Читаем Вдова полностью

Одна Люба Астахова, сидя рядом с Дашей, молчала. Не хотела она идти на эту свадьбу, но Даша уговорила — пошла. И теперь все пели, а она молчала. На донышке оказалось тогда в бутылочке эссенции, не хватило отравиться насмерть, отходили врачи. А голос у Любы сделался сиплый, чужой.

И еще — радость жизни пропала. Стала Люба вроде заводной куклы. Все делала, как прежде, но словно не свою, а чужую жизнь жила. Первый вагон каучука провожали в Москву — не радовалась, глядя на красные знамена и на открытые рты, орущие «ура». На чужой свадьбе сидела — не завидовала. О своем счастье больше не мечтала. И к смерти не рвалась. Начисто опустела душа...

Трижды гудел перед сменой завод.

Первый гудок многих заставал еще в постели, настойчиво будил долгим протяжным ревом: вставайте, что же вы, я жду, я не могу без вас, люди. Вставайте! Пора.

Отгудев, успокаивался завод, ждал, когда они придут, его хозяева: аппаратчики, мастера, слесари, инженеры, лаборанты, бухгалтеры, уборщицы... Проходили минуты, солнце поднималось на свою дневную вахту, кирпичные стены корпусов ярче краснели в его лучах, золотистые пятна ложились на круглые бока аппаратов. Все чаще поглядывали на часы утомившиеся от бессонной ночи рабочие третьей смены. Скоро они уйдут домой спать. А завод? И тревожно, нетерпеливо взрезывал утренний покой города второй гудок, будоражил утреннюю синь неба, врывался в каждый дом, уносился в поля и там, на вольном просторе, понемногу стихал.

Гудок умолкал, а в городе все чаще скрипели и хлопали двери, и в маленьких домишках, притаившихся под старыми яблонями с корявыми ветвями, и в бараках — длинных, приземистых, одинаковых, словно разложенные рядами спичечные коробки, и в коттеджах для специалистов. Через зеленую проходную непрерывно текла живая цепь, она казались бесконечной, за проходной цеха невидимые магниты разрывали ее на части, и каждый тянул к себе вырванные звенья.

И в третий раз открывал свой горластый рот заводской гудок. Он ревел теперь недолго, но удовлетворенно, торжествующе, словно бы поздравляя всех с новым трудовым днем. Турбины электростанции отзывались в ответ на его приветствие мощным неутомимым гулом, компрессоры, дрожа от напряжения, вели однотонный напев, с подвываньем и лязганьем, включались в работу лебедки, где-то шипел газ, где-то звенел кран, кто-то орал в телефонную трубку, и все сливалось в непрерывный гул сложной заводской жизни.

Завод жил и дышал.

Завод выпивал цистерны спирта, сделанного из картофеля и зерна.

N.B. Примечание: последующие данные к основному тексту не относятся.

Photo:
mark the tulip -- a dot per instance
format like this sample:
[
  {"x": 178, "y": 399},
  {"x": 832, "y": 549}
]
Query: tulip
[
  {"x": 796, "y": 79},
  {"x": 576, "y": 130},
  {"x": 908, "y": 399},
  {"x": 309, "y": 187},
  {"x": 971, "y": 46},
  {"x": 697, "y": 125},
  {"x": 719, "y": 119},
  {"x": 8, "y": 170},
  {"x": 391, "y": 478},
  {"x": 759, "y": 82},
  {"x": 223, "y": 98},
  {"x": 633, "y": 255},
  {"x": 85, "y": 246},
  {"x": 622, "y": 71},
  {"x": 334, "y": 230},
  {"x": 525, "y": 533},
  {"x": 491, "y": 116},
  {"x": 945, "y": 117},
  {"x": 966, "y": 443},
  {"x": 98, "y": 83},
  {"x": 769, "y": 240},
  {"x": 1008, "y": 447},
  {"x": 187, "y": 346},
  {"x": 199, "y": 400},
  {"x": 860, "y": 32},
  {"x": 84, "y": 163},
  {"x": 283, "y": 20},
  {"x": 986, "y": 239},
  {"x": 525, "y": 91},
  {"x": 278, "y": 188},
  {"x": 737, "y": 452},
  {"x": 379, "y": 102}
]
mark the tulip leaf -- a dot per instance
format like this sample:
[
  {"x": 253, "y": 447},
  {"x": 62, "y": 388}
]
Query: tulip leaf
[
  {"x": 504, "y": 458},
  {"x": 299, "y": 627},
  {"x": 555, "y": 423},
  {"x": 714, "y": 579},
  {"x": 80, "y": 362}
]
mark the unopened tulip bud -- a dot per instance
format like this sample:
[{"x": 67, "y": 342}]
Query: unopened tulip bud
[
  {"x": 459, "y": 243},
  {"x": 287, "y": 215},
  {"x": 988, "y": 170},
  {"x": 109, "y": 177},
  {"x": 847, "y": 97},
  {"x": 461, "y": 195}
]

Поезда увозили с завода золотистый каучук, и каждый раз паровоз тонким пронзительным свистом сообщал эту важную новость всему городу.

Третий гудок застал Дашу в цехе. Четырнадцать полимеризаторов, отданных под ее власть, ненасытно требовали внимания и ухода.

Над каждым аппаратом торчали два больших термометра и манометр, а на крышке лежал график. Четыре раза в час надо записать в график температуру в верхней и нижней части аппарата и давление. С одними этими записями хватило бы возни на всю смену, а полимеризаторы то и дело выходят из тесных рамок технологического режима. В пятом и седьмом процесс пошел бурно. Даша пустила в рубашки аппаратов вместо водопроводной холодную артезианскую воду. Не помогло. Выкатив тачку, привезла из холодильника в мешках лед, уложила на крышки. Лед таял, лужами растекаясь по полу. Спохватилась, что надо графики заполнить. В спешке неловко задела термометр на десятом аппарате, тот со звоном раскололся.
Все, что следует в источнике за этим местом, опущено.